Speaking of Pattinson, holy shit can that kid act. I have never seen a single Twilight film nor do I have any interest i ever seeing, but this kid is special. I remember seeing Cronenberg’s “Cosmopolis” and being teased in what Pattinson could possible achieve later in his career. This film should be his break. If he was given a supporting actor nomination, I wouldn’t bat an eye. He perfected the thousand yard stare. He nailed an almost unintelligible accent. He stole every scene he was in and that was hard when realizing mostly every scene he was in was with Guy Pearce, who in my opinion gave the performance of his career. The both were powerhouses in a film with both power and unrelenting dread. They should be applauded for their work.
David Michôd crafted a beauty of a film. Each shot is crafted so well with full detail that it’s hard to not find the hell that the film was set in beautiful. The rolling hills played like a second character as we are reminded in nearly every shot that there is something bigger than us and that if we are not careful, we will fall. The score, when not being played on the radio by Pattinson, was eerie and dark as the violence carried out. It kept me glued to the screen waiting for what was going to happen next even though I was sure nothing was around the corner. It was an immersing and unflinching watch in where even if you don’t buy into the film, you can still be entertained.

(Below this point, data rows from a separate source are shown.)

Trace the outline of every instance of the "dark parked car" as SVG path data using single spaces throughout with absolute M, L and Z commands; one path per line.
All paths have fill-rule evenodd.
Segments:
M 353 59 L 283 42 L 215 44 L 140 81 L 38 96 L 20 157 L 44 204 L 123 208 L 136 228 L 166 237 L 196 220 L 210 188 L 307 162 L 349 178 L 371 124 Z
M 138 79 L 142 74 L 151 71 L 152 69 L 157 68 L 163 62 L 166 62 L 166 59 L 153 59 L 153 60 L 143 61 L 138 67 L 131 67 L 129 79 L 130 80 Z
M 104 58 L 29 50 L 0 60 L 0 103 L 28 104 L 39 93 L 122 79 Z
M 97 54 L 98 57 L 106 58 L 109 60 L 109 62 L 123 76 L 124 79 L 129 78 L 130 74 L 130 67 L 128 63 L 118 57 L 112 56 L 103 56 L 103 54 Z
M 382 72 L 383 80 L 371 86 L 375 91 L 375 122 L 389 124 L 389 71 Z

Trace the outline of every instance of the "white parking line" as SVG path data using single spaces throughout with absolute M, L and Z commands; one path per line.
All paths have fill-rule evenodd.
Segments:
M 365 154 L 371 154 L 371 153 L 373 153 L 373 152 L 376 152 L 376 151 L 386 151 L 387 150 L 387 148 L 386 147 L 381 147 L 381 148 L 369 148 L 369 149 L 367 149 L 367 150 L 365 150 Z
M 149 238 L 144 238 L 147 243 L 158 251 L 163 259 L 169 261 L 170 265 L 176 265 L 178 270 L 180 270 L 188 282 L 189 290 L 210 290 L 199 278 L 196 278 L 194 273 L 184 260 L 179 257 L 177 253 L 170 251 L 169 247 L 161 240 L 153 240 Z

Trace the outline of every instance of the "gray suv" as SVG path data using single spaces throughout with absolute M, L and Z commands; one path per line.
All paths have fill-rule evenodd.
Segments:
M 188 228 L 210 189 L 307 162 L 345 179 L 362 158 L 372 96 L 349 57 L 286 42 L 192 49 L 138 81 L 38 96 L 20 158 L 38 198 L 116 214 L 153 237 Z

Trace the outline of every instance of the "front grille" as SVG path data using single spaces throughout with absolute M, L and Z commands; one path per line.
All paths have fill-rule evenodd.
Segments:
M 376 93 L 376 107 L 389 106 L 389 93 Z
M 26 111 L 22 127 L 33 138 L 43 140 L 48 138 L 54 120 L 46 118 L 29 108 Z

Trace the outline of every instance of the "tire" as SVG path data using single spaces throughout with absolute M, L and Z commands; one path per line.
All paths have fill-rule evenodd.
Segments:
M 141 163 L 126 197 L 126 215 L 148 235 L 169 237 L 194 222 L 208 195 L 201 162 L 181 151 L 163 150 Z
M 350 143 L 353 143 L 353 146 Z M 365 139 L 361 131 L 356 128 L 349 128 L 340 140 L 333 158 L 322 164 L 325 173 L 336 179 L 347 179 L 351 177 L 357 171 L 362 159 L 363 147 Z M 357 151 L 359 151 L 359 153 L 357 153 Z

Overall it was a slightly flawed, but nearly brilliant film by David Michôd. The last twenty minutes or so, including that ending, was some of the best film making I’ve seen in a long time. It’s a film that will be talked about and debated on whether it is too pretentious and whether or not it takes itself too seriously. Much like Animal Kingdom, which is slightly the superior film as of now, The Rover requires multiple viewings to fully digest but it’s a wonderful thing when something can get so much use.